It was only a couple of years ago that DeepMind’s AlphaGo algorithm beat Go world champion Lee Sedol. This spectacular feat was made possible with the help of Reinforcement Learning but unquestionably did not come overnight. The research for this ambitious project started in the early 2000s. And the field in itself has progressed a lot since then. This article aims to cover a part of the transformation towards modern approaches.
Before we begin, we have to narrow down the meaning of Reinforcement Learning: The goal of Reinforcement Learning is to act as good as possible. This definition is a simplified version of
The goal is to find a policy that maximizes the expected return.
For this to happen, we have several components that work together, as can be seen in this image:
The agent interacts with an environment, which changes its state and yields a reward for the action. Then, another round begins. Mathematically, this cycle is based on the Markov Decision Process (MDP). Such an MDP consists of five components: S, A, R, P, and p₀.
S is the state space, which holds all possible states s that the environment can be in. For example, if we were to model a car, it might have the following states: moving forward, moving backwards, turning, braking, and so on.
The second component, A, is the action space, which defines all actions a that the agent can perform. For the car setting, this could be turning the wheel, accelerating, braking. Such actions lead to new states.
The third component, R, is the reward function. This function is responsible for rewarding an agent based on its action and the resulting state. For example, if the car successfully stopped at a traffic light, the agent would get a positive reward. However, had it not stopped, the agent would have gotten a negative reward.
The fourth component, P, is the transition probability function. Often, it can be that an action is not guaranteed to lead to the desired state. Therefore, this property is modelled as a probability function. For example, it might say: “With a chance of 90%, we land in the desired state, but with 10%, something different might happen.”
Lastly, we have p₀, which is the set of starting states. Every time that an agent is trained, it begins in one of these states.

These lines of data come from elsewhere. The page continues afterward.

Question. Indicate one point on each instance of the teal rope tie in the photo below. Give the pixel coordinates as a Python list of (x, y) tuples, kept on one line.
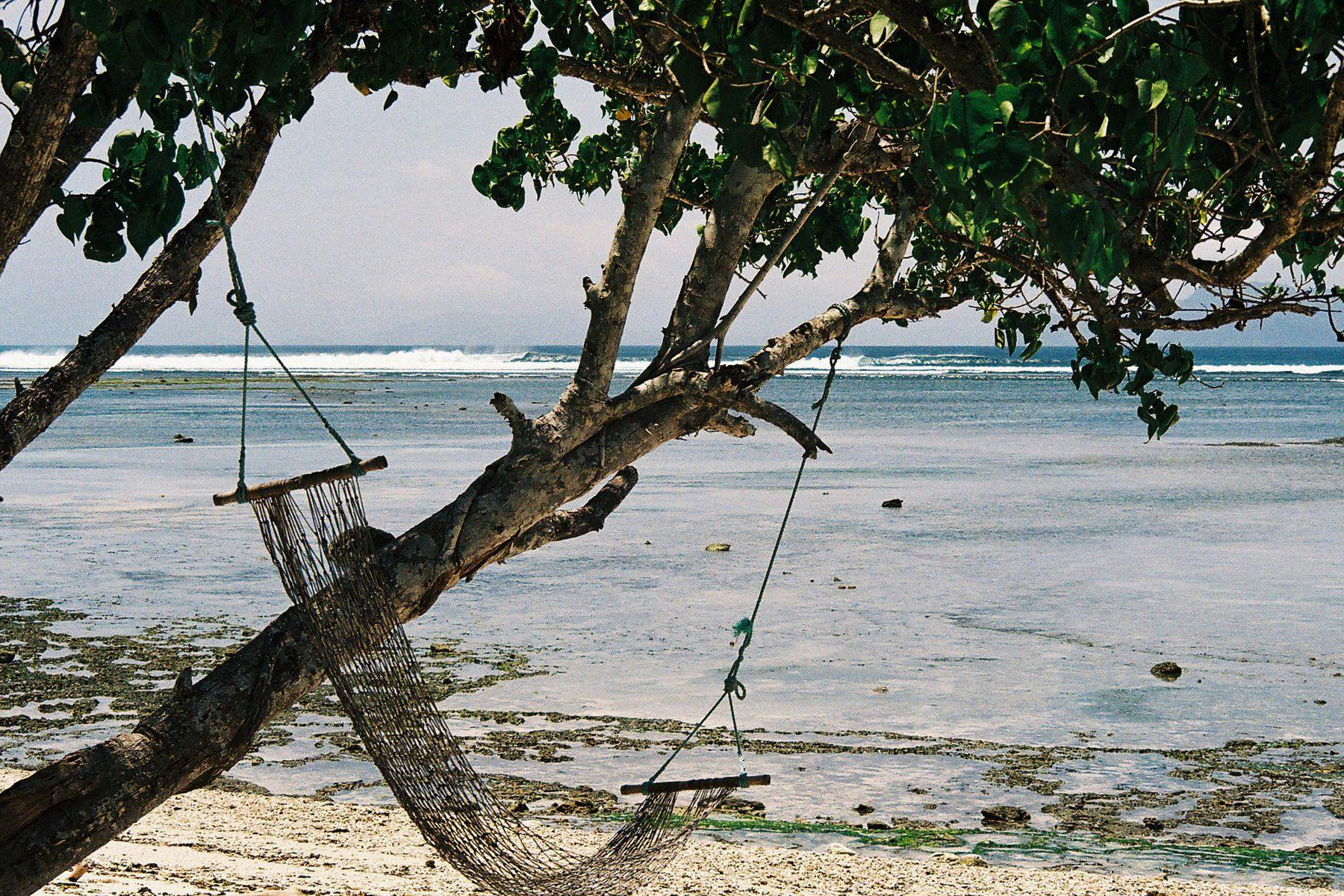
[(732, 687)]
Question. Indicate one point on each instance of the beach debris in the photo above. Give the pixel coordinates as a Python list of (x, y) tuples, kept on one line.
[(1167, 671), (1004, 815)]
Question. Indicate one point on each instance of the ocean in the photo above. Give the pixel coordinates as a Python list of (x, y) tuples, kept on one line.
[(988, 642)]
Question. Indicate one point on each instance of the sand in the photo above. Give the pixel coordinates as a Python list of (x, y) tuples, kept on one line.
[(221, 841)]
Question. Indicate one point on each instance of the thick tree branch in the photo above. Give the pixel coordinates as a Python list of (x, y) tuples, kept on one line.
[(726, 231), (172, 276), (609, 299), (561, 526), (873, 60)]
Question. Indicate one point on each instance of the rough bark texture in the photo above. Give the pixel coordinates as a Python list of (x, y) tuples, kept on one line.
[(35, 132), (726, 231)]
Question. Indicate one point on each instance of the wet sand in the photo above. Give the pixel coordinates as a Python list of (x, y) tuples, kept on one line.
[(223, 841)]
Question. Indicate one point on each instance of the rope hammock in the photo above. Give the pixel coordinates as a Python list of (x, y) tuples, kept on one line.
[(329, 561)]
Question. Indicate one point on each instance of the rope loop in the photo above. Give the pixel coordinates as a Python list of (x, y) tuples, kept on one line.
[(243, 309)]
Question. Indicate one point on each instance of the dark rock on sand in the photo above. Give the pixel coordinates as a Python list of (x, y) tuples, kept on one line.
[(1167, 671), (1004, 815)]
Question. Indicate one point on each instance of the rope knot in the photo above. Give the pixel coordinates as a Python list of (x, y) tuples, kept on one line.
[(243, 309)]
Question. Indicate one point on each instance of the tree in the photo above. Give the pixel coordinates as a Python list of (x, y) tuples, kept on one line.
[(1093, 168)]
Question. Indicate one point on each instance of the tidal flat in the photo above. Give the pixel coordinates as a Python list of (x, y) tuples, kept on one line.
[(986, 644)]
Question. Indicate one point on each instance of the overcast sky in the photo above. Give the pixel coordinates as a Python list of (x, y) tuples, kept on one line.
[(366, 230)]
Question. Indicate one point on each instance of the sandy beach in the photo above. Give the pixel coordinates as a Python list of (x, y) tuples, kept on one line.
[(228, 841)]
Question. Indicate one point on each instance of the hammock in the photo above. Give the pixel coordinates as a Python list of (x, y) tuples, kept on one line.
[(326, 555)]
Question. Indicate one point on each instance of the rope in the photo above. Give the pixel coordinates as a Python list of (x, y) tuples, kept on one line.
[(732, 687), (246, 312)]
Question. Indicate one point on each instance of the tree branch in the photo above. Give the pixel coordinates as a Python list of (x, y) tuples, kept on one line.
[(561, 526), (35, 132)]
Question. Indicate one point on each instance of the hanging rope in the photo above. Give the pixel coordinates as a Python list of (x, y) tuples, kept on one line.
[(245, 311), (732, 687)]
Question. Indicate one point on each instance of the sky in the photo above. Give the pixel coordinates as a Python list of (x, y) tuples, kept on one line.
[(364, 228)]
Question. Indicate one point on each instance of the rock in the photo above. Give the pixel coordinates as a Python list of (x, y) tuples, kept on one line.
[(1004, 815), (1167, 671)]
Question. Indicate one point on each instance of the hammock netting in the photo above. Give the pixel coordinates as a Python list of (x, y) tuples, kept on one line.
[(327, 559)]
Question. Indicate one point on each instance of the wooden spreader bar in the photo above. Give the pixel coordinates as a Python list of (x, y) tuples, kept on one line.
[(695, 783), (305, 481)]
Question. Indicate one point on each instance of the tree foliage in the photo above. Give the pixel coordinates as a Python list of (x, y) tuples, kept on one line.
[(1098, 168)]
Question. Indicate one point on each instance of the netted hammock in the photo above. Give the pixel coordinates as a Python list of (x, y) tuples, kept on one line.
[(327, 559)]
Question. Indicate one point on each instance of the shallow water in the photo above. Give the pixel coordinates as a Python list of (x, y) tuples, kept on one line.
[(995, 645)]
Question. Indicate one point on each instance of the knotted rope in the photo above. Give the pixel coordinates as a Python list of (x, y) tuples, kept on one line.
[(732, 688)]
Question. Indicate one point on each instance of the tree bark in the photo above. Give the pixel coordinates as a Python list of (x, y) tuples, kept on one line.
[(35, 132)]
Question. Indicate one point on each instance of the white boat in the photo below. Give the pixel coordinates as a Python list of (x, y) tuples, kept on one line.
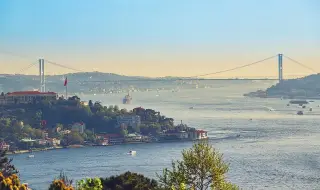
[(132, 152)]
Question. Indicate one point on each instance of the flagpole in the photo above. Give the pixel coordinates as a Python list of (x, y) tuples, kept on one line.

Now that we have covered the ingredients of an RL setting, how can we teach the agent to learn the desired behaviour? This is done with the help of a policy, π, which I briefly touched upon before. Formally, a policy maps from the state space S to the probability of all possible actions. Sounds complicated? Consider this: You stand at the roadside and want to cross the roads. This situation is your starting state. A policy would now list all possible actions: Looking left, looking right, running straight forward, waiting, and so on. All these choices have a probability of being selected. For example, you might choose to look left with a 20% chance, and with a 50% chance, you might choose running.
As the agent is trained, it optimizes the policy. In the beginning, π might often select running across the streets. However, as the agent is repeatedly hit by cars, he gets many negative rewards, which he does not want. Over time, the agent learns to act better, leading to more and more positive rewards. Ultimately, this will lead to finding a policy that maximizes the total reward.
But, how do we know if the state that we are in is any good? And for the actions we can take, we might ask: How do we know if they are any good? This evaluation is achieved with the help of value functions. We have two of them, one for the states and one for actions.
The first function is called the state-value function and is abbreviated as V. For every state, it “knows” how good this state is. The state’s goodness is determined by the reward we expect to get when starting in this state. For example, the pole position in racing is more likely to win the race; this driver receives a positive reward. This fact influences the value of the pole position: As more and more people start here and win the game, the number of positive rewards that followed from this state increases. In turn, the value of the pole position increases.
The second function is the action-value function and is abbreviated as Q. For all actions that we can in a given state, it “knows” how good they are. This knowledge is gained similar to above: Actions that lead to a good reward have a higher value than actions that lead to negative rewards.
Now that we have covered the basics, we can examine a classic RL algorithm called SARSA . The name is an abbreviation for State Action Reward State Action, which neatly captures the functioning.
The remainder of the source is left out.